Vu du côté des entreprises, cela induit un manque de qualification professionnelle. " A l'origine du problème du chômage des jeunes, il y a le fait que nous ne parvenons pas à les qualifier à un emploi, analyse Henri Lachmann. Ce ne sont pas des emplois publics ni des aides aux entreprises qui permettront de résoudre le problème, mais un changement total de mentalité sur l'alternance."
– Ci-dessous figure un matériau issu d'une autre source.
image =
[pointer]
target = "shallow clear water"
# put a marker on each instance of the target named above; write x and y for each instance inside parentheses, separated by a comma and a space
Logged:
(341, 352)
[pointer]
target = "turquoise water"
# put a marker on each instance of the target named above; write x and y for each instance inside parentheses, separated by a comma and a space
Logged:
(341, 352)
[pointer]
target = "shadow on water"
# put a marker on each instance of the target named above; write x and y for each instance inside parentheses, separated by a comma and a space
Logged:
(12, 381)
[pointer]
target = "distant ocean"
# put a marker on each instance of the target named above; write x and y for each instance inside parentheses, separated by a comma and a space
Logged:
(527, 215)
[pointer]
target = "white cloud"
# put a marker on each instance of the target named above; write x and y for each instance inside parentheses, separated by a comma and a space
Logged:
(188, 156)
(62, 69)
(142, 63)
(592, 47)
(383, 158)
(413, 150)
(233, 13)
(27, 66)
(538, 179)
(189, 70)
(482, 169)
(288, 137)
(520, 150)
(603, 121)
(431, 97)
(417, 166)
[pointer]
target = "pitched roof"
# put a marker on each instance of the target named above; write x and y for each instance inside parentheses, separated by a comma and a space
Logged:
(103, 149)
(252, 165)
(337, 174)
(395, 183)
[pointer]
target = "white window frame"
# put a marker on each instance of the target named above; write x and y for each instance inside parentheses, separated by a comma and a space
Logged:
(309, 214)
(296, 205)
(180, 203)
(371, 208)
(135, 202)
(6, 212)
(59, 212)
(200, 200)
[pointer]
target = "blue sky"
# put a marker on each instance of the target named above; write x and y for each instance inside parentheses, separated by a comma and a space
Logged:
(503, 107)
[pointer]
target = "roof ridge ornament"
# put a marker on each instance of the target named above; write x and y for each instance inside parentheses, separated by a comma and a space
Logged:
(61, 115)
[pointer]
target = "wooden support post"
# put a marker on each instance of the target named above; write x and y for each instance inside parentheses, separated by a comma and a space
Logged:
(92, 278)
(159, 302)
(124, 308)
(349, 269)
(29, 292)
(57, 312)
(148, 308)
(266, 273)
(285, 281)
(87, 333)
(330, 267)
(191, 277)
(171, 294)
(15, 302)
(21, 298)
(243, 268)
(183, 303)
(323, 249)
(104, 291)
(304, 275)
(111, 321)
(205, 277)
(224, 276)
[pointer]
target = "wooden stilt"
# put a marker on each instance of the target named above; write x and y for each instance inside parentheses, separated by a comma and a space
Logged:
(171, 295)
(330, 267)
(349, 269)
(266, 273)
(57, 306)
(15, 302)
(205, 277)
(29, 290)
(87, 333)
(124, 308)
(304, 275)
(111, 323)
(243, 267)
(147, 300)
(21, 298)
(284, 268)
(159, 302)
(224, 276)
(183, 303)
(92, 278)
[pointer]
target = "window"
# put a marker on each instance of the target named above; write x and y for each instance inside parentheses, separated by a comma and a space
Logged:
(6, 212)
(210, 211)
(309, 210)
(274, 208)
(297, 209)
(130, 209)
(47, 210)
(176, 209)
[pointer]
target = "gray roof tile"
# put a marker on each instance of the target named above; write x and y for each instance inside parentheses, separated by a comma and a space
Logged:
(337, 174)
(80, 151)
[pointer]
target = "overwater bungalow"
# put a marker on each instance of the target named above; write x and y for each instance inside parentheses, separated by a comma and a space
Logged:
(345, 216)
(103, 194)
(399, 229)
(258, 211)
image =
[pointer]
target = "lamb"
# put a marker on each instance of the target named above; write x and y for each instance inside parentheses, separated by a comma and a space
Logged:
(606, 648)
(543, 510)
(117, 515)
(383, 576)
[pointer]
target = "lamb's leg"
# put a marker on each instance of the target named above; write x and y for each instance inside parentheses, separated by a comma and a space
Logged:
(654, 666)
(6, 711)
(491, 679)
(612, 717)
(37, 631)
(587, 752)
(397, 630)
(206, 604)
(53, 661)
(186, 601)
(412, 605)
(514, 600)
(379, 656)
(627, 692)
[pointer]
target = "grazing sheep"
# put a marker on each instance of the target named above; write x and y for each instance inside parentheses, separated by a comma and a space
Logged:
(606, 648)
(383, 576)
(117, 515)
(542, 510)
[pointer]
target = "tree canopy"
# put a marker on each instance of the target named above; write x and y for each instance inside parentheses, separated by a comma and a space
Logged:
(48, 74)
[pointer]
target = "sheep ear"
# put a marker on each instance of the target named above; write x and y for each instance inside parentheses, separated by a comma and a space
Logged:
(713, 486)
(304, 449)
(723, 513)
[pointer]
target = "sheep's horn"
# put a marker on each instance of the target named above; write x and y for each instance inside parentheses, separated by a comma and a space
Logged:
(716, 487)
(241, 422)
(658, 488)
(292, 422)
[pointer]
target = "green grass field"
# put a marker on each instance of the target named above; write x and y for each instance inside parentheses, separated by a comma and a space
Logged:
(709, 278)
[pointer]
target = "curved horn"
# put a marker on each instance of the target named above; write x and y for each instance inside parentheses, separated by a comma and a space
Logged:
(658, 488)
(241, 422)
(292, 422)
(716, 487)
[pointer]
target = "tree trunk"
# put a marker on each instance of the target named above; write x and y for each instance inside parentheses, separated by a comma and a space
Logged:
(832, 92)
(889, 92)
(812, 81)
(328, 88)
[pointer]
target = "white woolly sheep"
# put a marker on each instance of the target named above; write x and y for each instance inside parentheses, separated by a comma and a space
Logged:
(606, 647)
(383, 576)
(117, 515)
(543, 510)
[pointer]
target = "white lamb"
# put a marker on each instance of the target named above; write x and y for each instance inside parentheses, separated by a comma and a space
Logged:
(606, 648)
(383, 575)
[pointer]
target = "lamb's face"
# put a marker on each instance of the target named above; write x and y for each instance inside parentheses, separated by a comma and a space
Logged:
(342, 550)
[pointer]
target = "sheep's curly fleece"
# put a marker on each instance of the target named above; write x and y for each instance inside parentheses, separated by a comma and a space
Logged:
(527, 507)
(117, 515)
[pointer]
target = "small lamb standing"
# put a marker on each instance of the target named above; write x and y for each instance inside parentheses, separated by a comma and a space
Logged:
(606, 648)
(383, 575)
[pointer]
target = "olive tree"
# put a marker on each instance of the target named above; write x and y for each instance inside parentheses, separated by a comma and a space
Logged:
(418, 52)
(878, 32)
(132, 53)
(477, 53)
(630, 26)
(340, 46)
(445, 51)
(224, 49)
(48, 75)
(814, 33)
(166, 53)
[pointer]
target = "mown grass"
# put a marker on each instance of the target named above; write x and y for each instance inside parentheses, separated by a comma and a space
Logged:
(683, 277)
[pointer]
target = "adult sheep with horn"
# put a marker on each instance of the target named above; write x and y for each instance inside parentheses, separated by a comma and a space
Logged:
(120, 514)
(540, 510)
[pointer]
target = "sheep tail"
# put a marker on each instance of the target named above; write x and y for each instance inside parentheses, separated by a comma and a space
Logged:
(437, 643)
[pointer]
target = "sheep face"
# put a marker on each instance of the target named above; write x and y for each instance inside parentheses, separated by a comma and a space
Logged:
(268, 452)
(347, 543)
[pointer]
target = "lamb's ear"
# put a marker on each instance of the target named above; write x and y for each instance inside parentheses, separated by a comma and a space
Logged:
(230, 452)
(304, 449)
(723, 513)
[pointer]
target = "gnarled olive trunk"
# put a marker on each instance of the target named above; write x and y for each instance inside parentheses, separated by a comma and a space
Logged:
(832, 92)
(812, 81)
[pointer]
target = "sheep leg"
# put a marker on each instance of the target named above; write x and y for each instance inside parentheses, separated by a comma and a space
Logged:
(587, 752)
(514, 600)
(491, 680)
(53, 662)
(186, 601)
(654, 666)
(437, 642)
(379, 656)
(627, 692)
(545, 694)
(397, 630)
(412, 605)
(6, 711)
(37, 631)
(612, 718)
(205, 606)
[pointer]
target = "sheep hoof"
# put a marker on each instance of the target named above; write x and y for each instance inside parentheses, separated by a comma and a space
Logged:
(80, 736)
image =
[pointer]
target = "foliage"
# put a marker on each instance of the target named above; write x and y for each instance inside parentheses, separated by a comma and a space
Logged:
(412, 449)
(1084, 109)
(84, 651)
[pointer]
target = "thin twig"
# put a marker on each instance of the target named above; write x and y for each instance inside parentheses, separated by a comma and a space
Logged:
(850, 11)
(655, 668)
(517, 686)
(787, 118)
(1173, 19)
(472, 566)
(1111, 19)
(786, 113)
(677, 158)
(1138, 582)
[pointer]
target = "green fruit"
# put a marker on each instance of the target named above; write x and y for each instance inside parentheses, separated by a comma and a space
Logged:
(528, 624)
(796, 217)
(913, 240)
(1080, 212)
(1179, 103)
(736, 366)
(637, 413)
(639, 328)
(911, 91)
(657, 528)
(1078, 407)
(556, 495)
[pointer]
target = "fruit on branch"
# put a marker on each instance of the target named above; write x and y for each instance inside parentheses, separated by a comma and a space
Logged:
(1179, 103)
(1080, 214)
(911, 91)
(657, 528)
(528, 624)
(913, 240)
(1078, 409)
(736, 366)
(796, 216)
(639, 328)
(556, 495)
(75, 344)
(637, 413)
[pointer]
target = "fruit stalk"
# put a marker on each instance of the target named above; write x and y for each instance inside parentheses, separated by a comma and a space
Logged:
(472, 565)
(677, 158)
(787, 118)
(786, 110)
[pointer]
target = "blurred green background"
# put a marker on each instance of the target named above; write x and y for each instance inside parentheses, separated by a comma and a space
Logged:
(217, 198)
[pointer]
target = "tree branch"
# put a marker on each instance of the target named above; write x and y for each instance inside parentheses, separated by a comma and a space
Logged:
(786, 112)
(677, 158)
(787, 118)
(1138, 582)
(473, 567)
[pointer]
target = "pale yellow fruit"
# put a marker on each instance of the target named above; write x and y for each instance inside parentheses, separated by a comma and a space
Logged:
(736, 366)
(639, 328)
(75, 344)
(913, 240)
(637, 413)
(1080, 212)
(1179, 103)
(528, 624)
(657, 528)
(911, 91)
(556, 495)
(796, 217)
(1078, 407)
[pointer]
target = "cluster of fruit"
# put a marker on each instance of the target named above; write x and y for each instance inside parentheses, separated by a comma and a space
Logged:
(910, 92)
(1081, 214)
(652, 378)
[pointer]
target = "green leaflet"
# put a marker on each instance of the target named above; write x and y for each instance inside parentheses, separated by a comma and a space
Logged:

Cette voie d'insertion et de formation n'est pas aussi développée en France qu'elle pourrait l'être, même si plus de 600 000 jeunes en bénéficient. " Elle n'a pas toujours été bien perçue par l'éducation nationale, qui privilégie le parcours scolaire classique," constate Bernard Perrut, député UMP du Rhône. Autre problème structurel, le marché du travail n'est guère accueillant pour les jeunes. En substance, il y a d'un côté les "insiders", qui bénéficient d'un contrat à durée indéterminée (CDI) et de la protection du code du travail, et de l'autre les jeunes, qui " supportent tout le poids de la flexibilité et de la précarité", observe Olivier Galland. En se présentant sur le marché du travail, ils souffrent d'" un déni de compétences : ils doivent tout prouver, ajoute Emmanuel Sulzer, chargé d'études au Centre d'études et de recherches sur les qualifications (Céreq). Et 8 % de ceux qui ont un emploi perçoivent un salaire inférieur au seuil de pauvreté, soit 750 euros".

Les politiques publiques ont beau faire, elles butent contre cette réalité culturelle. " La société fait une erreur de diagnostic. conclut Jean-Patrick Gille. On dit que le problème, ce sont les jeunes. Alors que le problème, ce sont les dysfonctionnements du marché du travail que l'on fait supporter aux jeunes. Avec la défiscalisation des heures supplémentaires, on est allé au bout de l'erreur : cela tue l'emploi des jeunes. Avec la crise, c'est le coup de grâce."